O economista Eduardo Giannetti declarou que a hiperglobalização está em crise, citando a desestabilização de rotas comerciais, guerras tarifárias e a financeirização da economia como fatores contribuintes. Ele relaciona a crise a eventos como a crise financeira de 2008 e a pandemia de Covid-19, que expuseram vulnerabilidades na cadeia de suprimentos global, como a dependência de Taiwan para chips avançados. A concentração de fornecedores para produtos críticos tem levado a uma busca por maior diversificação e segurança.

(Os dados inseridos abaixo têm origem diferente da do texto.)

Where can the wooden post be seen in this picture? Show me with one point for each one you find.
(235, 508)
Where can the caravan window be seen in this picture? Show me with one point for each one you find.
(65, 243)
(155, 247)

Giannetti também destacou que a integração de milhões de trabalhadores asiáticos no mercado global, embora tenha melhorado suas condições de vida, teve um impacto devastador na classe trabalhadora ocidental, contribuindo para o crescimento da extrema direita. Para o Brasil, o economista vê uma oportunidade histórica de se reposicionar economicamente, utilizando seus recursos naturais e biodiversidade para atender à demanda global por segurança e diversificação. Ele ressaltou ainda que as mudanças climáticas representam a maior ameaça à humanidade no século 21, agravada pelo negacionismo.